Teaching life skills
- Drowning is the second leading cause of unintentional death for children under the age of 14. According to the American Swimming Foundation, 70% of African American children and 60% of Latino children can’t swim – populations strongly represented in the area serviced by the High Ridge Y, especially in the Rogers Park neighborhood, which abuts Lake Michigan.
- In 2012, 149 children reached the “Minnow” level in the High Ridge Y’s swimming program – giving them the skills they would need to save themselves if they fell off a dock into deep water. An additional 143 children participated in higher levels of the swimming program, which build endurance and teach additional water safety skills.
- Three out of four children aged 5 through 10 do not get the recommended 60 minutes of physical activity each day. This summer the High Ridge Y day camp gave 185 children an opportunity to play safely outdoors, swim, and eat nutritious meals and snacks.
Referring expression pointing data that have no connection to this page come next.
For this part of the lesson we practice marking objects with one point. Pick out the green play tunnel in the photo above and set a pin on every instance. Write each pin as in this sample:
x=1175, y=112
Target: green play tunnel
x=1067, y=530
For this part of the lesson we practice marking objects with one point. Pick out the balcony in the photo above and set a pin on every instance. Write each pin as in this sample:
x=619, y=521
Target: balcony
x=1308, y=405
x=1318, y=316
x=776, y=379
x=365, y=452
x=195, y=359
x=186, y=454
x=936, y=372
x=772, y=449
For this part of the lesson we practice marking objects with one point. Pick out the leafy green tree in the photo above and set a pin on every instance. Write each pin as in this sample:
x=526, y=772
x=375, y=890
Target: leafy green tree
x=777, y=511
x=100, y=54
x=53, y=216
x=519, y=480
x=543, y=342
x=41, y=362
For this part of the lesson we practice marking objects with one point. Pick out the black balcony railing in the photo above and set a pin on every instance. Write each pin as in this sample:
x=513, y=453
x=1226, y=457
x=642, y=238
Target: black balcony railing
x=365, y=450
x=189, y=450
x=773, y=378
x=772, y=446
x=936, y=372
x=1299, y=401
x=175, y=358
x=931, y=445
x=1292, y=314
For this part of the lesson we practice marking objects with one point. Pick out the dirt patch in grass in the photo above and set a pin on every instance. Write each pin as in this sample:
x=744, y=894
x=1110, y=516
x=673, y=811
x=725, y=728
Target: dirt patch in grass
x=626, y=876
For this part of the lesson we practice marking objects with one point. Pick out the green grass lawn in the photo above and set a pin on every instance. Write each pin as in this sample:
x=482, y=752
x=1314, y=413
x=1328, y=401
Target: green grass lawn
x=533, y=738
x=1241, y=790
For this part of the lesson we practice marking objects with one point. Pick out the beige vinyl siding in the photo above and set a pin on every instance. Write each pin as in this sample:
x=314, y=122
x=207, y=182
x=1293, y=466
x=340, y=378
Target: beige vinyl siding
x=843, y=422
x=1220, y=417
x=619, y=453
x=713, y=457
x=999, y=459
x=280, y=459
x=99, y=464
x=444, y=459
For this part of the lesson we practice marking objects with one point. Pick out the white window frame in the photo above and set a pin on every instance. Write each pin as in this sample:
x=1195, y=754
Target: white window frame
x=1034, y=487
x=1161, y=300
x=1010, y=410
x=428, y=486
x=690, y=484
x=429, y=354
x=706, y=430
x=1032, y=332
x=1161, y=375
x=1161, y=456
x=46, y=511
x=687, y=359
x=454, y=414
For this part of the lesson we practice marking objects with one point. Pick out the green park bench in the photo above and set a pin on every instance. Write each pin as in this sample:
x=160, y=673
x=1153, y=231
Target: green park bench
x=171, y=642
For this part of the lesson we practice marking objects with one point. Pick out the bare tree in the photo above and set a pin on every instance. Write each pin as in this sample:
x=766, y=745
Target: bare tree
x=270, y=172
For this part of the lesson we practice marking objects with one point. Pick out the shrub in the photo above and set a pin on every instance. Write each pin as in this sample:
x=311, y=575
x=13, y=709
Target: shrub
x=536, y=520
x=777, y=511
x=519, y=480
- The High Ridge Y ensures a measure of food security for the children we serve, providing nutritious lunches in partnership with the Greater Chicago Food Depository to after school participants and day campers, and making lunches available to the community on Saturdays, when children otherwise would not have school lunch available. During the 2012-2013 school year the High Ridge Y provided 100 meals per school week and 20 meals every Saturday.
- The “Healthy Rogers Park Community Network” was initiated by the High Ridge Y in 2011.
- The program creates health and nutrition models for schools and afterschool programs; creates safer parks, streets and neighborhoods so families can walk, bike and play; increases access to fresh fruits and vegetables through mobile farmers’ markets, school gardens and neighborhood grocery stores.
- The network is a community partnership that includes a wide range of other local organizations, schools, health providers and academic institutions.
Providing safe havens
- Like many areas of Chicago, Rogers Park and West Ridge have more than their share of street gang activity. Youth programs and open gym times provide safe healthy alternative activities for neighborhood teens.
- An important goal for the future is to initiate a Youth Safety and Violence Prevention program, providing after school tutoring and conducting school workshops that promote non-violent conflict resolution.
Serving unique populations
- In addition to providing financial support to people who otherwise could not afford membership or program fees, High Ridge Y works to meet the needs of groups unique to our membership and service area:
- “Saturday Night Ladies’ Swim Party,” where the pool is open exclusively to women and the windows are covered, to help serve the traditional Muslim community in our area.
- Goldfish swim program, a swim class geared towards children with diverse abilities, primarily autism.
- Offering senior-friendly programs to the 20% of our membership that is over 55, such as “Silver Sneakers” classes.